# US plated car only to be sold in the US?



## Miniflexalex (Jun 14, 2012)

Hello,

My girlfriend and I moved to GTO in July 2012, we drove down there from Michigan in our US plated car.
Both of us have the FM3.

We now decided that we don't need the car anymore and we would like to sell it.
Reading thru some of the threads here in this forum, it seems like that it is an absolute no-go to sell the car in Mexico.

So the only option is to drive it back up north, cross the border to Texas and sell it in Texas. Problem is, our US plate expired and so did the US insurance (we do have MX insurance). CarMax only buys cars with up-to date registration....
That being said, it seems like I have to get my plates renewed and my US insurance as well in order to be able to drive in the US and to sell it.
Now, would I even get my registration renewed since I don't reside in the US anymore, same for the insurance.....

Oh boy, what a hassle that is....if I could turn back the time I'd fly down to GTO and buy a car locally.


Is there a company specialized in those transactions? Basically picking up the car at my house in GTO, transport it into the US and drop it off at a dealership? All the paperwork included?

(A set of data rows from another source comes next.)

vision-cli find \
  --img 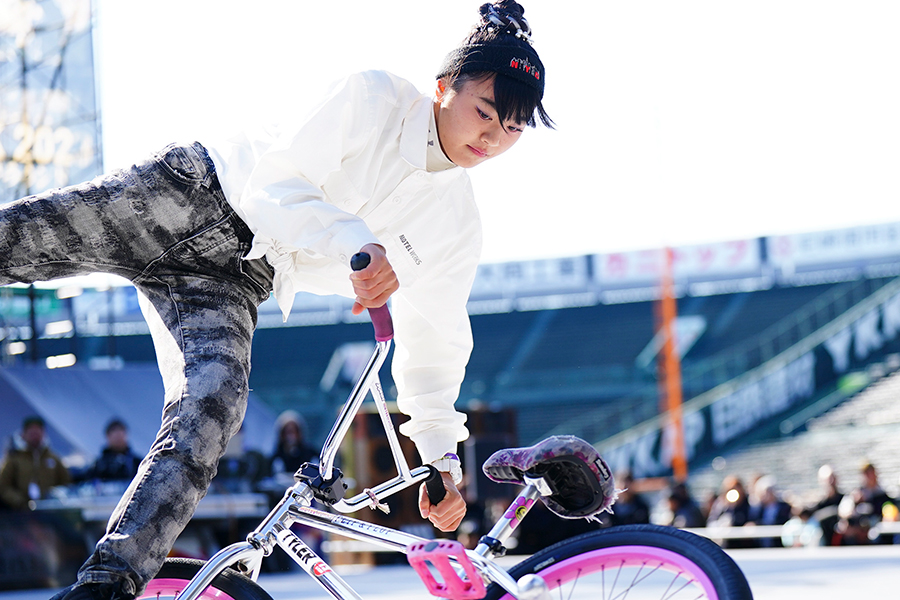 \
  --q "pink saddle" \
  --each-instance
[482,435,617,519]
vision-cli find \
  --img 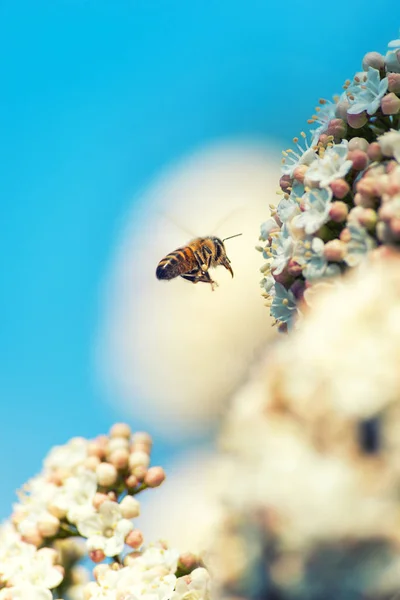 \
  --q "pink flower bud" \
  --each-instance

Thank you so much I advance for your input, I truly need some advice from experienced persons who went thru the same as I.


----------



## RVGRINGO (May 16, 2007)

As you have discovered, you may not sell the car in Mexico. So, I suggest that you take it to Texas and beg for transit plates (paper tags) if you wish to return to your Michigan, where it may be easier to renew your plates and insurance. 
By allowing your plates and insurance to expire, you have created a problem that only you can solve.
That said, you might want to look into getting title and plates from Clay County, SD, if you are a US citizen or have a Social Security number. They are the only county to do it, and are very helpful. If you qualify, call them at (605)677-7123 for instructions.


----------